Jann S. Wenner – Rolling Stone Magazine
While much of New Mexico’s live music scene revolves around songwriters and roots bands, Albuquerque has its own underground scene, and a few of its bands have earned some mainstream success. Playing a kind of post-punk power pop, Lousy Robot have released three albums and had their music featured on MTV, the Travel Channel, Bravo and Animal Planet. Another band, the two-piece Elevator Boys, play a bashing style of garage-psych.
The James Douglas Show, an outlandishly costumed, six-piece “funk-n-soul-n-rock-n-roll” band, has shared stages with Tom Petty, Keith Urban and Sammy Hagar, and they are the house band for the syndicated TV show The After After Party, hosted by Breaking Bad alum Steven Michael Quezada.
Santa Fe’s the Strange play their own brand of original “desert rock,” fashioning themselves as young outlaws and touring throughout the West. Based out of Taos, the Art of Flying, composed of former San Franciscans Dave and Anne Costanza, play a kind of modern freak-folk, an acoustic-based music layered with reverb and distinctive touches including a bicycle bell. Another musical couple, Las Cruces’ Far Corners (originally from Boston), play a noisier, electric style of minimalism.

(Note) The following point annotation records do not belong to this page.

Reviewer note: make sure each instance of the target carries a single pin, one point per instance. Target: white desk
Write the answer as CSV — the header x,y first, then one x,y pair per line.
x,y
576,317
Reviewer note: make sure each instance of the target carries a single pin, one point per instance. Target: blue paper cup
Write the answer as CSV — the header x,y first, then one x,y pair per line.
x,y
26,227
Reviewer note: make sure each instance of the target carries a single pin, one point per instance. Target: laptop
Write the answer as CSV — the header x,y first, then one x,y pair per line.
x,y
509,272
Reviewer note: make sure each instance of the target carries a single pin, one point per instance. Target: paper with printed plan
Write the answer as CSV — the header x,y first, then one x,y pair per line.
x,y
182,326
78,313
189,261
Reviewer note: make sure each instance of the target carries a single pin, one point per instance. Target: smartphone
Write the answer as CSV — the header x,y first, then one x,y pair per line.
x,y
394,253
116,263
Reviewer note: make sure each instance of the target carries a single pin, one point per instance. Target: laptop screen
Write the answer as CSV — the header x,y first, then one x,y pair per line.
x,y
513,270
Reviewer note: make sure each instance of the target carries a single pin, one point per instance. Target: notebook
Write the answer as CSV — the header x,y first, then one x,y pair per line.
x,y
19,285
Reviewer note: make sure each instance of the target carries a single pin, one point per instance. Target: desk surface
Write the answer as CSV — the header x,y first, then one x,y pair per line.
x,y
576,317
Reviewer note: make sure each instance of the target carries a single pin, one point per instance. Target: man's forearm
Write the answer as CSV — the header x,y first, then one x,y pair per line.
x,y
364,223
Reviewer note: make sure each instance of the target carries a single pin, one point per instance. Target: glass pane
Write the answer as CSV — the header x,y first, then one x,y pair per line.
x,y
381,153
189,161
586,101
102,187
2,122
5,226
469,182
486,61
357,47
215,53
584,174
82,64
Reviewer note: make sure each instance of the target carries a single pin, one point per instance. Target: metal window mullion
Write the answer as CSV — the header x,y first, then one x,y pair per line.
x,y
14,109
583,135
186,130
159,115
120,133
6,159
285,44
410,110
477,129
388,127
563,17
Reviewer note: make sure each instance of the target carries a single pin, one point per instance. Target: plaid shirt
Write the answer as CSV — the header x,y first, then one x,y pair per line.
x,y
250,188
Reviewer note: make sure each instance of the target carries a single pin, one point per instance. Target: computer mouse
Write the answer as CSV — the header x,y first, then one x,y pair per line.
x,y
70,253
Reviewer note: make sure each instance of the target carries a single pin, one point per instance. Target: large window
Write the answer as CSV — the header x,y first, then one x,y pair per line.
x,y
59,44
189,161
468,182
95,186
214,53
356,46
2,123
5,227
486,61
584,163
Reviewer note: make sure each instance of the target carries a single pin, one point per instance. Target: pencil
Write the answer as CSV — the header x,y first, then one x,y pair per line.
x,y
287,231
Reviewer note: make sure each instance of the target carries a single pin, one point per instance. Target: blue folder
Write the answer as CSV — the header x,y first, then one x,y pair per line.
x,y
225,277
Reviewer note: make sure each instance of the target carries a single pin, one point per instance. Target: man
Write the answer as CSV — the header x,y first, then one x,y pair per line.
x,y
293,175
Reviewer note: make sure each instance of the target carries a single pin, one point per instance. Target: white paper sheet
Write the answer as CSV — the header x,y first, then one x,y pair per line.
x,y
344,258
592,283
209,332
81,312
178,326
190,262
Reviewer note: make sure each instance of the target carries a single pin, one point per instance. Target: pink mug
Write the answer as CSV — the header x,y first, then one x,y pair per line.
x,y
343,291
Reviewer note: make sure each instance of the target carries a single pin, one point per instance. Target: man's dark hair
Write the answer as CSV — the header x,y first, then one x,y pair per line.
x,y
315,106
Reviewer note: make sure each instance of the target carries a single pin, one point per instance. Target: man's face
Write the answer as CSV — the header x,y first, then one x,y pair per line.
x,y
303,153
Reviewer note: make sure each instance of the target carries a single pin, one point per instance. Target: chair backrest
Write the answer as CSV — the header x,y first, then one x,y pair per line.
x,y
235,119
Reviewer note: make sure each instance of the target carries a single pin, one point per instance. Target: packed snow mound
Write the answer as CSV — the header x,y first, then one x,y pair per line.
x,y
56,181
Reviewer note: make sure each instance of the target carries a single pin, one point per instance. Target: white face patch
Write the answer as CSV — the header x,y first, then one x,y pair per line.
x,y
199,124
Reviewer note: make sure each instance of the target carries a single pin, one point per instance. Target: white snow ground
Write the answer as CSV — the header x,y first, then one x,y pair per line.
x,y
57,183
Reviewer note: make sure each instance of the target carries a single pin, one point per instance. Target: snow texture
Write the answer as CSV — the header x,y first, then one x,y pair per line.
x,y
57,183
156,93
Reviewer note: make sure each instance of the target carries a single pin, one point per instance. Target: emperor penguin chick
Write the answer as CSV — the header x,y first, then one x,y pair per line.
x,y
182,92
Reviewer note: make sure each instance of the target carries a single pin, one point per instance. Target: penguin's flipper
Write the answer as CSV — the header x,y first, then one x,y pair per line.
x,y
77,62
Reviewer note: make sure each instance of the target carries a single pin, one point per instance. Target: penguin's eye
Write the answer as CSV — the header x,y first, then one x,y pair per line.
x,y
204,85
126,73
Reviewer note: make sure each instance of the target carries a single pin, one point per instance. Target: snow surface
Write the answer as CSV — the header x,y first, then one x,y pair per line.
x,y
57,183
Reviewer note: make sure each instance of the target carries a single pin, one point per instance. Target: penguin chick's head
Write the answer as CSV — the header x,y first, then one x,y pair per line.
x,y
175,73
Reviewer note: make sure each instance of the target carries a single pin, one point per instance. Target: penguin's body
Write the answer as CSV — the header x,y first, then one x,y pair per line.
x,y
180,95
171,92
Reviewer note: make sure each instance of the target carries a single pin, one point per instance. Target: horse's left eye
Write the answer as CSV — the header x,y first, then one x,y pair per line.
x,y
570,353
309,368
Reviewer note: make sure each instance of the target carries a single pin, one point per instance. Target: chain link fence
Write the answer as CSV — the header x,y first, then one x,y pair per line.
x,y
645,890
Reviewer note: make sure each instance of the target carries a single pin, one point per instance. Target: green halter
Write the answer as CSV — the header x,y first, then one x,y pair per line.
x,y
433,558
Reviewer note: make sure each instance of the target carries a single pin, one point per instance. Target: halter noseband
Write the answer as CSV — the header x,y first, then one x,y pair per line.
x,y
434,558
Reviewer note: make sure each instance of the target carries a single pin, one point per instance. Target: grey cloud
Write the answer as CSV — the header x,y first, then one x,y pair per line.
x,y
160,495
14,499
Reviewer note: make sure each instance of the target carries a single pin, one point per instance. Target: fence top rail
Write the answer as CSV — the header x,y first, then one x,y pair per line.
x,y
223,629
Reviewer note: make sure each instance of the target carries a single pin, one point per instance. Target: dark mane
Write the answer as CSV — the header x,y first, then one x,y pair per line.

For the last few years, the state’s Music Awards have been dominated by hONEyhoUSe, a trio of female songwriters – Hillary Smith, Yvonne Perea and Mandy Buchanan – who draw from blues, gospel, soul and Americana to form a unique blend that is distinctly regional. This year, the group won the Norman Petty Producer’s Award for their album Medicine Lodge. Local favorite Wild Frontier have been compared to “Joni Mitchell’s long-lost sister backed by a haunting Western band.” Their recent album Americana Motel features the spaghetti Western-style title track and a New Mexico-centric reworking of Bruce Springsteen’s “State Trooper.”